Trois ptits chats trois ptits chats
Trois ptits chats chats chats
Chapeau de paille chapeau de paille
Chapeau de paille paille paille
Paillasson Paillasson
Paillasson son son
Somnambule Somnambule
Somnambule bulle bulle
Bulletin Bulletin
Bulletin tin tin
Tintamarre Tintamarre
Tintamarre mare mare
Marabout Marabout
Marabout bout bout
Bout de ficelle Bout de ficelle
Bout de ficelle selle selle
Selle de cheval Selle de cheval
Selle de cheval cheval cheval
Cheval de course Cheval de course
Cheval de course course course
Course à pied Course à pied
Course à pied pied pied
Pied à terre Pied à terre
Pied à terre terre terre
Terre de feu Terre de feu
Terre de feu feu feu
Feufolait Feufolait
Feufolait lait lait
Lait de vache Lait de vache
Lait de vache vache vache
Vache de ferme Vache de ferme
Vache de ferme ferme ferme
Ferme ta gueule Ferme ta gueule
Ferme ta gueule gueule gueule
Gueule de loup Gueule de loup
Gueule de loup loup loup
Loup des bois Loup des bois
Loup des bois bois bois
Boite aux lettres Boite aux lettres
Boite aux lettre lettre lettre
lettre de Troie lettre de Troie
lettre de Troie troie troie
Trois ptits chats ….

*I know all the Americans are now assuming I must have gone to school during World War I, but seriously, this was not that long ago.
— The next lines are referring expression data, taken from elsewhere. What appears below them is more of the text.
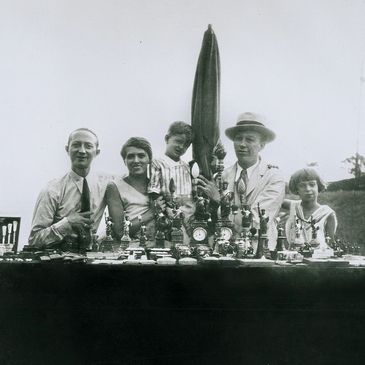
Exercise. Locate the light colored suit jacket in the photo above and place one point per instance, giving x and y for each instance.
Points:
(265, 186)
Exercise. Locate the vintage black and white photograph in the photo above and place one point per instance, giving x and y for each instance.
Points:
(183, 182)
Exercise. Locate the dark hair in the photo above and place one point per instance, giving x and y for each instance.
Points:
(180, 128)
(305, 175)
(83, 130)
(138, 142)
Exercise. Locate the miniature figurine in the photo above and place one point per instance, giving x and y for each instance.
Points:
(226, 201)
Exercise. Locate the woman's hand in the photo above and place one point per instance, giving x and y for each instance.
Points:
(160, 203)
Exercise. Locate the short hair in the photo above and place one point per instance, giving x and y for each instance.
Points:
(138, 142)
(83, 130)
(181, 128)
(305, 175)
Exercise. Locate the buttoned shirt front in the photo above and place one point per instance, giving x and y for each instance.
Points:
(61, 197)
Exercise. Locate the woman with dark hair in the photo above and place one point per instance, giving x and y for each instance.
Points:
(307, 214)
(127, 196)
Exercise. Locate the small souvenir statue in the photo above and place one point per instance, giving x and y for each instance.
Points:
(314, 241)
(262, 248)
(109, 227)
(95, 245)
(263, 222)
(177, 236)
(201, 208)
(246, 217)
(107, 243)
(162, 224)
(125, 240)
(219, 154)
(280, 246)
(298, 240)
(226, 201)
(142, 232)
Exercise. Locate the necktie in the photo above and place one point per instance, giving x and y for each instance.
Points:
(85, 197)
(85, 234)
(242, 185)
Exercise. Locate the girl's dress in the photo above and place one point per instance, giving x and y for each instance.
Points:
(320, 216)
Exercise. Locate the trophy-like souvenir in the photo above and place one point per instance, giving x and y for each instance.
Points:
(280, 245)
(142, 232)
(298, 242)
(107, 243)
(95, 245)
(262, 247)
(125, 240)
(314, 241)
(223, 224)
(243, 245)
(199, 225)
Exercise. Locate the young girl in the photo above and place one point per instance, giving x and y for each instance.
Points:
(306, 214)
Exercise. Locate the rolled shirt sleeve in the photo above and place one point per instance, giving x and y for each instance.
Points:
(46, 229)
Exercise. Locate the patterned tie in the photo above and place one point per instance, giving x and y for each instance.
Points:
(85, 234)
(85, 197)
(242, 186)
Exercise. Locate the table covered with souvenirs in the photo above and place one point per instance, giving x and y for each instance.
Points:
(220, 297)
(131, 303)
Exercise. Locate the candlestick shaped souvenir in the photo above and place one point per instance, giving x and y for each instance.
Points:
(298, 240)
(15, 227)
(10, 225)
(262, 247)
(3, 234)
(314, 228)
(219, 153)
(95, 244)
(280, 246)
(194, 174)
(107, 243)
(125, 240)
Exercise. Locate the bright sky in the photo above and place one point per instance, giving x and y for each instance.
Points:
(126, 67)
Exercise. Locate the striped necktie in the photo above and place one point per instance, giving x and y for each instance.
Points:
(242, 185)
(85, 197)
(85, 233)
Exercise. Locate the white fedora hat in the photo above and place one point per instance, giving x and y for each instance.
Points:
(250, 121)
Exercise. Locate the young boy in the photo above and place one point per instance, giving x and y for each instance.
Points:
(170, 166)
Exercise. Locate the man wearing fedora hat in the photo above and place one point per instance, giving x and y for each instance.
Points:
(250, 177)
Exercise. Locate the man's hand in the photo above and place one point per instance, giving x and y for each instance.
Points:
(78, 220)
(209, 188)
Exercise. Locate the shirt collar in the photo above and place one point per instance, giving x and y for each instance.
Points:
(79, 180)
(249, 171)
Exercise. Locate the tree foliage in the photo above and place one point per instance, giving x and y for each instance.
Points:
(357, 165)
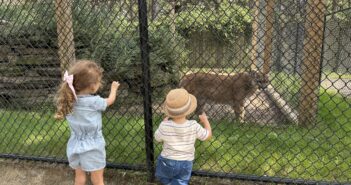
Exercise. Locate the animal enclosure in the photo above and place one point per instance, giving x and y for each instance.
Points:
(296, 127)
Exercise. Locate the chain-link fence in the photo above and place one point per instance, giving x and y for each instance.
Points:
(274, 78)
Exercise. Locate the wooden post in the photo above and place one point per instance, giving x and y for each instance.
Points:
(65, 38)
(173, 16)
(254, 40)
(267, 53)
(311, 65)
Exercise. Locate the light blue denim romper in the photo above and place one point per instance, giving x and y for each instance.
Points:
(86, 146)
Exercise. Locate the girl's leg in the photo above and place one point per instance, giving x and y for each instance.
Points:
(80, 178)
(97, 177)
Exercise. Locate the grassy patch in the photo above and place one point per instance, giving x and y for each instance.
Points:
(319, 152)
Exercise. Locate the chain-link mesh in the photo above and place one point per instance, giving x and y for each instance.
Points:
(273, 77)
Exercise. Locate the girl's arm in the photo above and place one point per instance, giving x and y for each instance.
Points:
(113, 93)
(206, 124)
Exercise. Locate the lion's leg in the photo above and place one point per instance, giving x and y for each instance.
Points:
(239, 112)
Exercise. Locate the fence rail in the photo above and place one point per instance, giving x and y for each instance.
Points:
(273, 76)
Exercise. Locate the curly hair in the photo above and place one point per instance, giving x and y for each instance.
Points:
(85, 74)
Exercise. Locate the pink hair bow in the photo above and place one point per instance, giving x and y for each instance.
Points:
(69, 79)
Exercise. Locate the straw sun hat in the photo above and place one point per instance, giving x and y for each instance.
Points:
(179, 103)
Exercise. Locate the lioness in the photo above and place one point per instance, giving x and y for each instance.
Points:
(224, 89)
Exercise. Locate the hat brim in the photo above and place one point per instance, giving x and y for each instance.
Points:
(191, 109)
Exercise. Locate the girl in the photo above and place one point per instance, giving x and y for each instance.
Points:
(178, 135)
(76, 102)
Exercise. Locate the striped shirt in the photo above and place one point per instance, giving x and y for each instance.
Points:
(179, 139)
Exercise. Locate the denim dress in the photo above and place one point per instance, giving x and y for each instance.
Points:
(86, 145)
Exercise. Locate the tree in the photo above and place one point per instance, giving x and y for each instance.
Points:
(311, 62)
(65, 36)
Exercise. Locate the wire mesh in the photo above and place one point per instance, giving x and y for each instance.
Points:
(273, 77)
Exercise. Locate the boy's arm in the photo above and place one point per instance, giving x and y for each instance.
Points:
(206, 124)
(113, 93)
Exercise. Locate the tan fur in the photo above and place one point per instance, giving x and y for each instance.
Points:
(223, 89)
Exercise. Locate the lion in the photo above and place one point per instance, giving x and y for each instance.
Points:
(224, 89)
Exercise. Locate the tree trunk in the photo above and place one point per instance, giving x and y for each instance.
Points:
(65, 38)
(311, 62)
(254, 39)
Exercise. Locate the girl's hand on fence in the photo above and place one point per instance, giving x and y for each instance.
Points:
(203, 118)
(112, 97)
(114, 86)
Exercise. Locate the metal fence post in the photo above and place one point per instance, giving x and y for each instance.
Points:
(143, 27)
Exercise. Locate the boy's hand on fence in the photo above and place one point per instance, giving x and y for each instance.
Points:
(114, 86)
(203, 118)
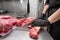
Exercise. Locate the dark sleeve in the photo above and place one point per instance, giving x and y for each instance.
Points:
(47, 2)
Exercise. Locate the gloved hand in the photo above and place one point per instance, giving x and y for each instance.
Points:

Mid-Eighties.



  1. Heh heh. My son is in CE2 this year. 🙂

    Thanks for printing out all the words to Trois Petits Chats. I always loved hearing the kids chant it; usually they did it in the car to pass the time.

  2. My 6 year old (CP, Grade 1) recites poetry every night. She’s terribly proud of herself if she remembers it all.

    I haven’t yet come across that nonsense thing from my kids yet. I hope I never do. Egad!

  3. Alison –
    The words vary depending on location and generation, but that’s how it was when I was a kid. As I recall, they all begin the same way, but they diverge at various points (I think older people never said “Ferme ta gueule”, for example).

  4. JChevais –
    Don’t worry, it’s not so bad. Kind of cute, even, although it does get stuck in your head something fierce. And once you start, you can’t stop until you reach the end.

  5. I think we memorized the same poems in my French class in high school that you did at age 8. And no, I can’t remember any of them either. But “maitre corbeau” brings back memories of cramming for exams wondering when exactly in my life I was going to need to talk about a crow with a cheese, in French no less.

  6. Sonja –
    Fair enough. But I can’t remember the last time I used calculus, either.

  7. ohmigod i love your blog ! I’m a French girl who lived in Asia but went to french school. And the way you describe France is so fresh and lively ! Even we French do not remember much of our poetry… My version of 3 ptits chats ended with “lettre d’amour .. mourre-a-trois” (what does that even mean??)

  8. Jordane –
    Thanks for stopping by! Your blog is very cute too.